Le RN contre la PMA pour "protéger les droits de l'enfant"

Le RN contre la PMA pour "protéger les droits de l'enfant"
Marine Le Pen et Nicolas Bay en avril 2017 au parlement européen

AFP, publié le lundi 24 juin 2019 à 11h40

L'eurodéputé Rassemblement national Nicolas Bay a mis en avant "la protection des droits de l'enfant" lundi pour justifier son opposition à la procréation médicalement assistée (PMA) pour toutes les femmes, après Marine Le Pen qui veut la réserver aux couples confrontés à l'infertilité.

"Je ne crois pas" que la société soit prête pour cette évolution, "et je ne crois pas que ce soit souhaitable surtout", a-t-il dit sur France 2, critiquant le fait de "créer de toute pièce des situations où un enfant, dès le début de sa vie, n'a pas son père à ses côtés, ni connaissance de qui il est".
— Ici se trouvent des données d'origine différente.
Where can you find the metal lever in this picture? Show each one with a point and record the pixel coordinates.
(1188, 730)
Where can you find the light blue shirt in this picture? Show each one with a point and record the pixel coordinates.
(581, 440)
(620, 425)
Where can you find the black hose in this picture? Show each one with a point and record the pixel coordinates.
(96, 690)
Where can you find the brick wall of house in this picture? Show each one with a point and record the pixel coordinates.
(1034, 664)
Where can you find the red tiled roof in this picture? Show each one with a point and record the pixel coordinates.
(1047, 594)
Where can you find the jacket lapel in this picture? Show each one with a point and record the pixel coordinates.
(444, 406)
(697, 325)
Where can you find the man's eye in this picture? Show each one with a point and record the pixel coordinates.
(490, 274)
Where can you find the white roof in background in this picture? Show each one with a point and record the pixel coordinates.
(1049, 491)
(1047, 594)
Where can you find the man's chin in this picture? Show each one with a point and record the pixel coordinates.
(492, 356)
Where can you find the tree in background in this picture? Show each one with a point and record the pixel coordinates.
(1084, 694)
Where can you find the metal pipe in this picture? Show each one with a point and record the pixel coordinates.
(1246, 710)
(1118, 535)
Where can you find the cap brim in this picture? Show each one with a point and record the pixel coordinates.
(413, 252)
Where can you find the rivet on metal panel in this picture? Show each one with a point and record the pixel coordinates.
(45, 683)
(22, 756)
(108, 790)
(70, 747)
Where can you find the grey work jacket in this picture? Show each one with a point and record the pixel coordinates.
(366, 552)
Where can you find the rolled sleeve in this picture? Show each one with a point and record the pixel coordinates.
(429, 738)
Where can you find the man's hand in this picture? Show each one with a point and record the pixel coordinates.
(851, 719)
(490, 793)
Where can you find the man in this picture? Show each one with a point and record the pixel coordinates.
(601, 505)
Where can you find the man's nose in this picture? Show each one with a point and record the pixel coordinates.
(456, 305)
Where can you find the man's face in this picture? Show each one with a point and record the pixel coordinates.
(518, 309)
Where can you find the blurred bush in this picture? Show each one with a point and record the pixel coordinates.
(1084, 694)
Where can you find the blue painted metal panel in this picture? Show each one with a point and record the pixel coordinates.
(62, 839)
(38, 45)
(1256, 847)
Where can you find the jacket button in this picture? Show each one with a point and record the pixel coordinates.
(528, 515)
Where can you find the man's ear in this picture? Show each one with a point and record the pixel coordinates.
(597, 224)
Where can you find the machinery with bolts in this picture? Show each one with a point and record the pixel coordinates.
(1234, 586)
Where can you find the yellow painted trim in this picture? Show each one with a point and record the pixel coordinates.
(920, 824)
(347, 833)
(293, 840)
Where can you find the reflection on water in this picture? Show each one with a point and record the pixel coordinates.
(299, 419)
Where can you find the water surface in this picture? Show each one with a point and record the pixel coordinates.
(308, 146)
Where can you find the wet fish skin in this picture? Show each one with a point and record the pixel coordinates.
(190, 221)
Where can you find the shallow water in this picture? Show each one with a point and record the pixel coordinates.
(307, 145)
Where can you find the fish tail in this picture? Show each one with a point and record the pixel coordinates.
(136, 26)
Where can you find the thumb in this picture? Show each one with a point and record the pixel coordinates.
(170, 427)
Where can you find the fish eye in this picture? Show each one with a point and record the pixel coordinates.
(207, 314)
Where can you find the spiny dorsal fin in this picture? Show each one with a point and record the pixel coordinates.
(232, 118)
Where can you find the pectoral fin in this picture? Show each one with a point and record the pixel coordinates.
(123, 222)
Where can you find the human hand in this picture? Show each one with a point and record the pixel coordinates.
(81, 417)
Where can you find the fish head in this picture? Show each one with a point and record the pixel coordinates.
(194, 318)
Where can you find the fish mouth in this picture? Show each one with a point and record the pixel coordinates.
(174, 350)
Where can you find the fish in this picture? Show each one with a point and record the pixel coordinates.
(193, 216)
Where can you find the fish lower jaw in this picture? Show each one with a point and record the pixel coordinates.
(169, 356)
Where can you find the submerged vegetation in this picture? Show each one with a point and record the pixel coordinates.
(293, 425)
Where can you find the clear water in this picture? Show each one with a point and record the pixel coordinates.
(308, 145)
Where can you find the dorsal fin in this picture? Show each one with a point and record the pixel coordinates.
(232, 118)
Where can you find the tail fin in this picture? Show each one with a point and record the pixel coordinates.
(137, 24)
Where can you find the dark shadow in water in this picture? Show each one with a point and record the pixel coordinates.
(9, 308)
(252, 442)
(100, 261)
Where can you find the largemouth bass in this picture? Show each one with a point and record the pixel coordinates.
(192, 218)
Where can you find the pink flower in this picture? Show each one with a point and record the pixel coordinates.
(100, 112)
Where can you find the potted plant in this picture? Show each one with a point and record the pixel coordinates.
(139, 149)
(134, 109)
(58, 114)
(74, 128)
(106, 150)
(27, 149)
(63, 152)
Évoquant les "grands choix de civilisation qui sont derrière" la PMA, il a évoqué "l'idée d'une espèce de droit à l'enfant alors que tout ce qu'on a essayé de défendre dans notre pays ces dernières décennies, c'est au contraire de protéger au maximum les droits des enfants", dont "le premier" est d'"avoir un père et une mère et se construire (...) grâce à cette altérité homme/femme".

"Dans le meilleur des cas ils auront possibilité de connaître qui est leur père au bout de nombreuses années mais ils n'auront pas un père à leur côté pour se construire", a-t-il insisté, interrogé sur la possibilité de "lever le voile sur la filiation" pour les enfants nés d'une PMA pour toutes, comme l'a souhaité dimanche la ministre de la Santé Agnès Buzyn.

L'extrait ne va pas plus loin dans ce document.